1. A method for increasing the number of seedlings per number of sowed grains of seed comprising

a) treating seed with a pesticide and an aqueous compositions comprising a polymer selected from the group consisting of vinylidene chloride copolymer and chitosan; and

b) drying said treated seed.

2. The method according to claim 1, wherein the pesticide is a fungicide or an insecticide.

3. The method according to claim 1, wherein the pesticide is a fungicide selected from the group consisting of strobilurins, carboxamides, azoles and organochlorine compounds.

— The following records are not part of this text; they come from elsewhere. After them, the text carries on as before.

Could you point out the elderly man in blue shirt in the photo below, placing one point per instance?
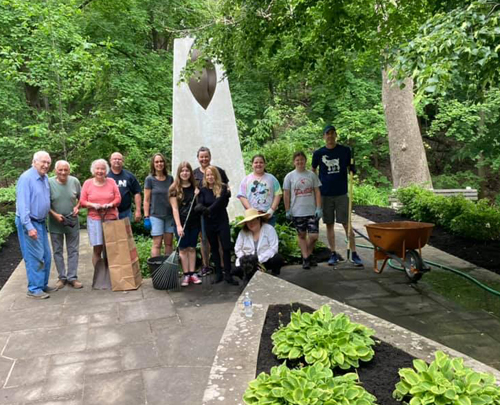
(32, 208)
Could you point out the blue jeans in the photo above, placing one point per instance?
(36, 255)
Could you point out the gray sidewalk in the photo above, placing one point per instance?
(102, 347)
(416, 307)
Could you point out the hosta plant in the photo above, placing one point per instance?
(321, 337)
(313, 385)
(445, 381)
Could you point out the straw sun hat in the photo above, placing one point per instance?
(250, 214)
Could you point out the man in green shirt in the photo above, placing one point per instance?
(63, 223)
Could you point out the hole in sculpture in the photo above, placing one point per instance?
(202, 84)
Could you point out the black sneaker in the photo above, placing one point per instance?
(356, 260)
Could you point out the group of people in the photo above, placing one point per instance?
(191, 205)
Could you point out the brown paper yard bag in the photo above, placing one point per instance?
(123, 260)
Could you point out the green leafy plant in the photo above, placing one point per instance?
(480, 221)
(321, 337)
(445, 381)
(368, 194)
(309, 385)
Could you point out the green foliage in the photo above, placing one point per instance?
(456, 180)
(321, 337)
(8, 194)
(367, 194)
(7, 226)
(446, 381)
(473, 122)
(454, 47)
(144, 244)
(84, 79)
(309, 385)
(479, 220)
(288, 245)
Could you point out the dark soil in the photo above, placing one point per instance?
(482, 254)
(10, 257)
(379, 376)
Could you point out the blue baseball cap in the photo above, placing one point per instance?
(329, 127)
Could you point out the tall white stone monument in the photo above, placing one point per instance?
(207, 121)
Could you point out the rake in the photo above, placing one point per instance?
(166, 276)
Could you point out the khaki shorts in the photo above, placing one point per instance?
(335, 209)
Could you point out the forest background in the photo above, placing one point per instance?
(84, 78)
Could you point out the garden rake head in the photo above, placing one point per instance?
(166, 276)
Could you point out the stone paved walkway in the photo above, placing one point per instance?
(102, 347)
(415, 307)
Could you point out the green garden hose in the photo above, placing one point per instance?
(442, 266)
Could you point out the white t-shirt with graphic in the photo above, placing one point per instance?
(260, 190)
(302, 196)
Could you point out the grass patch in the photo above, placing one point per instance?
(464, 292)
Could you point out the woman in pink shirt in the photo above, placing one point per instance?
(100, 195)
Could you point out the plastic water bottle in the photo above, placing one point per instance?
(247, 303)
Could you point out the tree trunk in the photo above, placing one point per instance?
(408, 158)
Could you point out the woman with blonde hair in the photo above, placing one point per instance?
(182, 196)
(212, 203)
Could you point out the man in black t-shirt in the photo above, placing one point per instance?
(333, 161)
(204, 157)
(128, 185)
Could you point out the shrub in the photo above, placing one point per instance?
(309, 385)
(446, 382)
(368, 194)
(321, 337)
(8, 194)
(479, 221)
(457, 180)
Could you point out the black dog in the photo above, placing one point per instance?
(249, 265)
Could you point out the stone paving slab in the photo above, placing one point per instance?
(87, 347)
(235, 363)
(413, 306)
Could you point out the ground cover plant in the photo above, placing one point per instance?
(446, 381)
(309, 385)
(321, 337)
(378, 376)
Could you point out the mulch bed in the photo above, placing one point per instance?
(482, 254)
(379, 376)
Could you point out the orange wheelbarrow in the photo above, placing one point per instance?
(402, 241)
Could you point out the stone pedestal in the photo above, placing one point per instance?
(213, 127)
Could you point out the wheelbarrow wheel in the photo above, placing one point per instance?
(413, 265)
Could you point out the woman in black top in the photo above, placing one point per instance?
(212, 202)
(182, 192)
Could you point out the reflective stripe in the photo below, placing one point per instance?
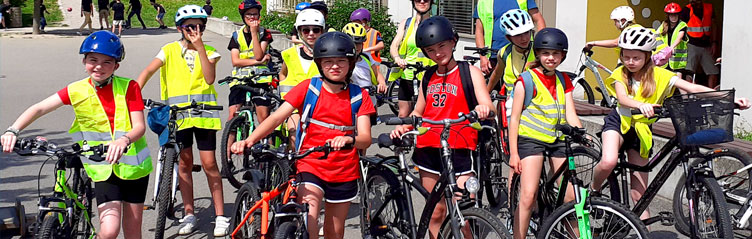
(189, 98)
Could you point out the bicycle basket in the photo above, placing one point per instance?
(703, 118)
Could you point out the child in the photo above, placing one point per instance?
(108, 110)
(298, 62)
(334, 178)
(531, 129)
(187, 72)
(160, 13)
(639, 84)
(436, 38)
(118, 16)
(373, 44)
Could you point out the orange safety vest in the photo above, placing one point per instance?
(698, 28)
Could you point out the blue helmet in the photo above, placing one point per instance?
(103, 42)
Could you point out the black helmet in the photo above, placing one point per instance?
(434, 30)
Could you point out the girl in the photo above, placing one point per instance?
(639, 84)
(187, 72)
(436, 38)
(334, 178)
(108, 110)
(531, 129)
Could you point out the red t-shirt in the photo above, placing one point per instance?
(340, 166)
(550, 82)
(107, 98)
(445, 100)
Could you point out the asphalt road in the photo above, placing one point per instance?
(33, 68)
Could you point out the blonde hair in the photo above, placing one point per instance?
(647, 82)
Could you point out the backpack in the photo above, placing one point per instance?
(527, 79)
(309, 104)
(465, 78)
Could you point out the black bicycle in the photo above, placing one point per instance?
(699, 119)
(67, 212)
(166, 185)
(386, 202)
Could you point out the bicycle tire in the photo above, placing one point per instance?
(164, 196)
(230, 167)
(392, 93)
(246, 197)
(51, 227)
(742, 180)
(601, 206)
(373, 226)
(474, 217)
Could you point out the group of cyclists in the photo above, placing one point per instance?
(333, 69)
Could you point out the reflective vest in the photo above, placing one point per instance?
(246, 52)
(410, 53)
(180, 87)
(699, 28)
(92, 124)
(639, 122)
(539, 119)
(679, 59)
(372, 39)
(511, 74)
(295, 71)
(486, 15)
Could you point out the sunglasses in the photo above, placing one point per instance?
(200, 27)
(309, 30)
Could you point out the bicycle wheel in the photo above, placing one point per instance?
(734, 186)
(164, 195)
(233, 165)
(51, 227)
(391, 94)
(245, 199)
(480, 223)
(383, 208)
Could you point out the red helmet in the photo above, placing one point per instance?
(672, 8)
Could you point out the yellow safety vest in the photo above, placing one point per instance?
(678, 60)
(180, 86)
(511, 74)
(246, 52)
(295, 71)
(539, 119)
(639, 122)
(92, 124)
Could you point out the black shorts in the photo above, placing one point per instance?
(613, 122)
(206, 139)
(333, 192)
(529, 147)
(237, 96)
(406, 90)
(429, 160)
(117, 189)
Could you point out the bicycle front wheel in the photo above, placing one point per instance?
(608, 219)
(479, 223)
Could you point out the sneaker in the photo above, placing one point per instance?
(187, 225)
(220, 226)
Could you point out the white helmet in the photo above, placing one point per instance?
(188, 12)
(310, 17)
(516, 22)
(637, 38)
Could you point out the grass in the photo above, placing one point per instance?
(27, 12)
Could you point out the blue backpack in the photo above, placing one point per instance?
(309, 105)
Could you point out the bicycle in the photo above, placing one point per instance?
(388, 178)
(166, 185)
(67, 213)
(236, 167)
(690, 113)
(254, 210)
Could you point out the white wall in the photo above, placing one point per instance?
(737, 49)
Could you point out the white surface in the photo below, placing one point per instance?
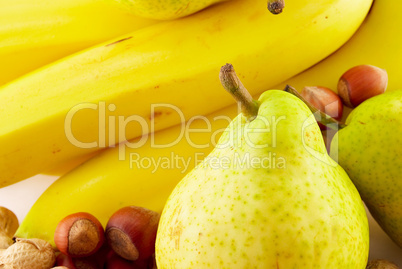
(21, 196)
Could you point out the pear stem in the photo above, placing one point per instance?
(231, 82)
(276, 6)
(320, 116)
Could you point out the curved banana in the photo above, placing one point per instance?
(147, 175)
(377, 42)
(35, 33)
(74, 107)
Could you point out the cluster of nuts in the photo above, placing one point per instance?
(127, 242)
(356, 85)
(24, 253)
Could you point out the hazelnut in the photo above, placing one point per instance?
(361, 83)
(324, 100)
(28, 254)
(131, 232)
(8, 226)
(79, 235)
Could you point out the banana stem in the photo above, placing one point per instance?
(276, 6)
(320, 116)
(231, 82)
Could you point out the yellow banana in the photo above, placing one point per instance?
(377, 42)
(105, 183)
(52, 115)
(35, 33)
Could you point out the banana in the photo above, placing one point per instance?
(52, 116)
(35, 33)
(104, 184)
(377, 42)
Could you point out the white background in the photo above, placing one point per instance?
(20, 197)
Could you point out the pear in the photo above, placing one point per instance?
(165, 9)
(268, 196)
(369, 148)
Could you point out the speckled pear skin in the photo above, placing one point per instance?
(370, 150)
(307, 214)
(166, 9)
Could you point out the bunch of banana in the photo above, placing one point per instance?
(173, 62)
(146, 176)
(35, 33)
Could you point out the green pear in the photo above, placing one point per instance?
(268, 196)
(369, 148)
(165, 9)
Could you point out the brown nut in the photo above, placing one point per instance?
(28, 253)
(324, 100)
(8, 222)
(361, 83)
(79, 235)
(381, 264)
(131, 232)
(5, 241)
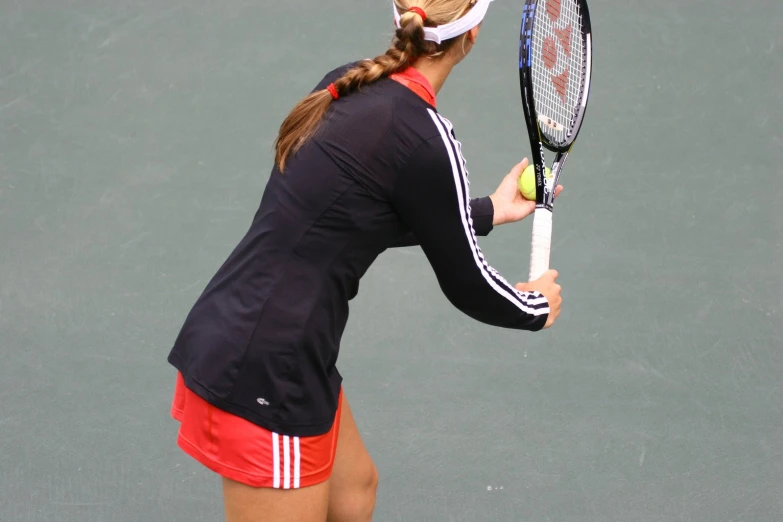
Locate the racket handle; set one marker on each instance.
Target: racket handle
(542, 241)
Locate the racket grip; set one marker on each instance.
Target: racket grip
(542, 241)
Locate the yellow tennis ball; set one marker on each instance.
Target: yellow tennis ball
(527, 182)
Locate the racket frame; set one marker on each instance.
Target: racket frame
(545, 190)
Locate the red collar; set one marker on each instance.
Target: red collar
(415, 81)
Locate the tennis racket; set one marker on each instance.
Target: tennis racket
(555, 60)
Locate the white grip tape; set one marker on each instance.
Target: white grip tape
(542, 241)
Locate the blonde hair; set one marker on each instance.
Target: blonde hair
(408, 45)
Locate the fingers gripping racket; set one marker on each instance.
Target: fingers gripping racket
(555, 60)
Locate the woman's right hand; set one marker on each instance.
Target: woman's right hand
(547, 286)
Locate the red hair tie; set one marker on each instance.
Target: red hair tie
(419, 11)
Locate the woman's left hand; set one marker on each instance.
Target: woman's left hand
(510, 205)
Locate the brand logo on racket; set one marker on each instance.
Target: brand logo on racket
(549, 48)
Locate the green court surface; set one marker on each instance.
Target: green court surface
(135, 141)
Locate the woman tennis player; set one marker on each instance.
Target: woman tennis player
(363, 164)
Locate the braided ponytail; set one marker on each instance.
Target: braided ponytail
(407, 46)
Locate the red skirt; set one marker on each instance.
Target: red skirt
(245, 452)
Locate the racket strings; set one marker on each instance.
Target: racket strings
(557, 67)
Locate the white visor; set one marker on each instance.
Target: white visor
(451, 30)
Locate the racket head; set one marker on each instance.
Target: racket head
(555, 69)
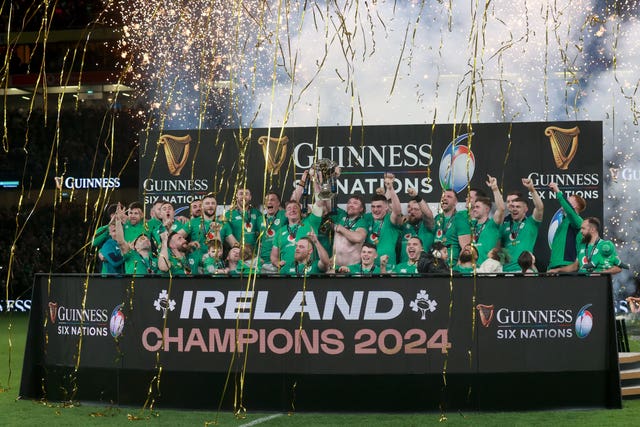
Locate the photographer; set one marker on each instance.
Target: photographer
(435, 260)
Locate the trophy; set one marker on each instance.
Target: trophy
(325, 173)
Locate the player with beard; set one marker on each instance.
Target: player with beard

4. The method according to claim 1, wherein the vinylidene chloride copolymer comprises the comonomers vinyl chloride, acrylic acid, alkyl acrylate, methacrylic acid and/or alkyl methacrylate.

5. The method according to claim 1, wherein the coating composition comprises a chitosan, an organic acid and a surfactant.

6. The method according to claim 1, wherein the coating composition comprises a vinylidene chloride copolymer and a surfactant.

7. The method according to claim 1, wherein the seed is seed of maize or soybean.

8. (canceled)

9. (canceled)

10. (canceled)

11. (canceled)

12. The method according to claim 2, wherein the coating composition comprises a vinylidene chloride copolymer and a surfactant.

13. The method according to claim 12, wherein the vinylidene chloride copolymer comprises the comonomers vinyl chloride, acrylic acid, alkyl acrylate, methacrylic acid and/or alkyl methacrylate.

14. The method according to claim 13, wherein the seed is seed of maize or soybean.

15. The method according to claim 14, wherein the pesticide is a fungicide selected from strobilurins, carboxamides, azoles and organochlorine compounds.

15. The method according to claim 14, wherein the pesticide is pyraclostrobin, thiophanate-methyl, metalaxyl, boscalid, triticonazol, imidachloprid and/or fipronil.

16. The method according to claim 5, wherein the seed is seed of maize or soybean.

17. The method according to claim 16, wherein the pesticide is a fungicide selected from strobilurins, carboxamides, azoles and organochlorine compounds.

18. The method according to claim 16, wherein the pesticide is pyraclostrobin, thiophanate-methyl, metalaxyl, boscalid, triticonazol, imidachloprid and/or fipronil.